I love this pose, and looking forward to one day do it with my legs straight and a big smile!!
Such a creative twist on navasana. I just watched the video for the first time, does visualizing my legs lifting effortlessly count as I lay in bed? Probably not, so off I go to try this great oblique strengthener. Thank you Sarah for the info. On why it is so important to target this area.
Great spin on Navasana! This looks like quite an intense oblique pose!
Can’t wait to try it!- Just did! Not as easy as it appears – Those obliques are really truned on to stabilize the body!It’s difficult to keep the legs lifted!

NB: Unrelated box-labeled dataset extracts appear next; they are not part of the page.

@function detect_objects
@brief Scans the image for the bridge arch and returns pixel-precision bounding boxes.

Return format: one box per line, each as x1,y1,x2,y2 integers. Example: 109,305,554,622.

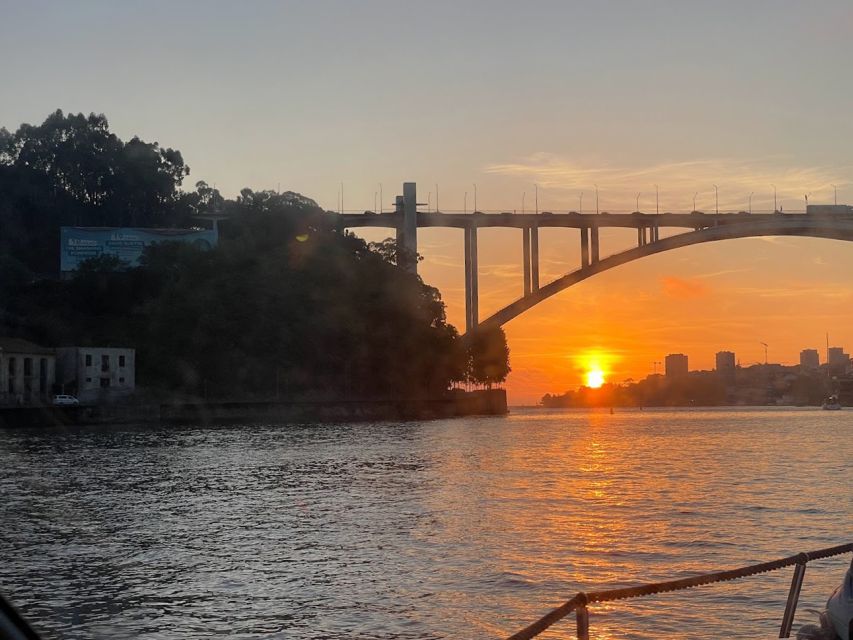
480,216,853,325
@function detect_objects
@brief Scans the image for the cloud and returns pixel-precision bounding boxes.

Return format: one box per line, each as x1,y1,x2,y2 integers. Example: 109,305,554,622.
484,152,850,212
661,276,710,300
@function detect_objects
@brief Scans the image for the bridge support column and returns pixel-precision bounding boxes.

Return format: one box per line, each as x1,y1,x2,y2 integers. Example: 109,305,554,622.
396,182,418,273
589,227,598,264
465,227,480,333
530,223,539,291
521,227,530,296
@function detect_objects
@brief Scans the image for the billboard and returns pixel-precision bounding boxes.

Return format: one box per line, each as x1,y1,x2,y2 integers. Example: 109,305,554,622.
59,227,219,273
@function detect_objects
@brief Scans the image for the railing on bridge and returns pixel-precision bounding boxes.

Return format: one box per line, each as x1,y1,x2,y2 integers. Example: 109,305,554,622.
507,542,853,640
337,182,853,333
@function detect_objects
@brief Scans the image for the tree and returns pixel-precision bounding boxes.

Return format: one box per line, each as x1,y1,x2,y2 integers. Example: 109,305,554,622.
0,111,193,274
468,325,510,387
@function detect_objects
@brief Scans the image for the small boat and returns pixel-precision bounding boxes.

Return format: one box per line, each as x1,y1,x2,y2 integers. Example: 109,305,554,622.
826,562,853,640
821,395,841,411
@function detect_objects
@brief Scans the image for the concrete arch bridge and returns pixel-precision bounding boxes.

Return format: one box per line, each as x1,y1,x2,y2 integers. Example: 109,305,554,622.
338,182,853,333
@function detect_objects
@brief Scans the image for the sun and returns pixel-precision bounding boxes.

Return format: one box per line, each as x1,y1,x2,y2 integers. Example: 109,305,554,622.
586,367,604,389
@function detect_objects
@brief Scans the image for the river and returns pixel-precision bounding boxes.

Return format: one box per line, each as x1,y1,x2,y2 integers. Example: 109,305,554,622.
0,409,853,640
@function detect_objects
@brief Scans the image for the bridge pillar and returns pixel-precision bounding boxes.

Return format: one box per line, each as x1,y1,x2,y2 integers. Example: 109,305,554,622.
465,227,480,333
530,223,539,291
397,182,418,273
521,227,530,296
589,227,598,264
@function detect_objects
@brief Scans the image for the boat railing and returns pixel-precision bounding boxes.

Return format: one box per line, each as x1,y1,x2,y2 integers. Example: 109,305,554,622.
507,542,853,640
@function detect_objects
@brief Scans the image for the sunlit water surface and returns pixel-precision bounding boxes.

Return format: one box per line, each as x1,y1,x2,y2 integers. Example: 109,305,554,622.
0,410,853,640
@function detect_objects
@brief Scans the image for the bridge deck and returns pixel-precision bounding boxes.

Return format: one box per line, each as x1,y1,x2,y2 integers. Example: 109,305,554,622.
331,212,853,229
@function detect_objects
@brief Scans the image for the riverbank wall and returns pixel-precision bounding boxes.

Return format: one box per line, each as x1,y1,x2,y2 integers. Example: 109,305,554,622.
0,389,508,428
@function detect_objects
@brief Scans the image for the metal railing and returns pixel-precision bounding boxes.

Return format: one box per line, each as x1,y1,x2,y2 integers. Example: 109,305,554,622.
507,542,853,640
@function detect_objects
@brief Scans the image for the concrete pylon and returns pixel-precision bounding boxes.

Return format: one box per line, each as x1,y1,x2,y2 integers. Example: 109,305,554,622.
397,182,418,273
465,225,480,333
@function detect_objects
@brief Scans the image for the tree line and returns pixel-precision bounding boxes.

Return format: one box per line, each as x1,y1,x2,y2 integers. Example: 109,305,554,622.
0,111,509,398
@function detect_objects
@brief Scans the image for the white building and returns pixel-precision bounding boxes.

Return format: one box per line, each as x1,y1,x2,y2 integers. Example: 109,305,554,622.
0,337,56,406
56,347,136,403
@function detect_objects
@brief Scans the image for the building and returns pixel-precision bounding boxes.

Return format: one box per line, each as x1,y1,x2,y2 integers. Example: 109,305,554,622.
826,347,850,376
0,338,56,406
716,351,735,384
56,347,136,403
800,349,820,371
664,353,687,378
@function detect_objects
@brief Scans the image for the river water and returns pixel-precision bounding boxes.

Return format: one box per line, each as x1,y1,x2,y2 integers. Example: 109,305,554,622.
0,409,853,640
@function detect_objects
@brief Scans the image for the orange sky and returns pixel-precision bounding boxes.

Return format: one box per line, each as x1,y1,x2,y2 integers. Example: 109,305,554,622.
352,224,853,404
0,0,853,403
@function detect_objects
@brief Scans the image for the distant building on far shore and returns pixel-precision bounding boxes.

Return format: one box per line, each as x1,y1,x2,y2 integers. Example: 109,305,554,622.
664,353,687,378
56,347,136,403
800,349,820,371
0,337,56,406
826,347,850,376
716,351,735,384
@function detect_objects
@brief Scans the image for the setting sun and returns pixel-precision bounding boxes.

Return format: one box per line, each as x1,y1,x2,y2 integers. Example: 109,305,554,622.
586,369,604,389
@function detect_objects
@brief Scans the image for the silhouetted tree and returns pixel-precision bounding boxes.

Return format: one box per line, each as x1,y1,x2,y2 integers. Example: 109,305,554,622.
467,325,510,387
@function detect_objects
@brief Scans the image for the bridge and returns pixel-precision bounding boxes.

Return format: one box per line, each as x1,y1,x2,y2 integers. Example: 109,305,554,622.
336,182,853,333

i have a new appreciation for the obliques after these past 2 days of training (and also recognize the need to strengthen this area for myself). i’m looking forward to trying this one out.
Such a challenging and useful variation! Other oblique exercises, like a twisting crunch position, are hard to do without adding strain to the neck or trapezius – or at least that’s what I’ve found myself and with some students. This seems like a great alternative since you are sitting up in navasana, with the support of the hands, and focusing on one side of the body at a time. Much more accessible to most core-averse, or those of us that are weaker in the obliques. Breath is so important in core work and the use of that in this clip is really helpful too. Thanks!
I still find side half boat an enormous challenge but have found new strength in my core after a couple of months of sidewinder and crunches using the veleo ball for support, I’m feeling the oblique integration needed to master side half boat.
This is a good reminder to me. As I practice I keep finding imbalances in my body and sometimes I don’t know where to begin in fixing them. I have noticed that my torso naturally rotates to the left a little bringing my right ribs and shoulder forward of my right hip. Perhaps it would be fruitful for me to work on some more exercises for my obliques to help counteract that rotation.
I am a huge fan of core variations. I cant wait to bring this into my own practice to change it up! And more importantly i cant wait to use it on my future students.
love this one. My students especially love it too!
i didnt think there could be anything harder than navasana. well i was wrong! i maxed out with my legs at about a foot off the floor. i wonder if it is normal to cramp up in the bottom inner thigh?
This was interesting, I wasn’t aware that the strength in the obliques played such a big part in the alignment for the ribs to pelvis.
I enjoy building up to this variation using Ardha Navasana, staying low to start, rising up and down from supine Tadasana on the mat. Gives me a chance to assess today’s obliques. If they’re ‘good to go’, next is full Navasana, followed by some bobbing up and down between half and full Navasana. That warrants a breathe or two in Ardha Savasasana, then onto to oblique Navasana
I was waiting for you to lift those arms off the floor as well. I think that I was even getting ready to hold my breath at the thought of it. I am off to go and do it myself. Thanks for the inspiration Jill. Happy Tuning….Orlando
I love this boat variation. Last fall was my first attempt at this pose, I could barely lift my legs, but using my obliques to hike the legs up. I discovered my obliques were strong but needed to tune up all the core muscles to perform together to do this pose. It has assisted me in so many other asanas my new core strength is more balanced.
I am not a fan of navasana, though I know I need it. That’s why I’m not a fan. It is just too hard for me. Hopefully the side half boat pose will strengthen my obliques enough to conquer my aversion to boat. If you come from the two sides, you must meat in the middle somehow. 🙂
I am a huge fan of incorporating traditional navasana into my practice and my teaching. I love the feeling of approaching poses with an activated core and a central strength. However, as Jill says, the obliques need some better PR! I am excited to bring this variation into my regular practice and experience the benefits. I’m sure i will become a devoted promoter!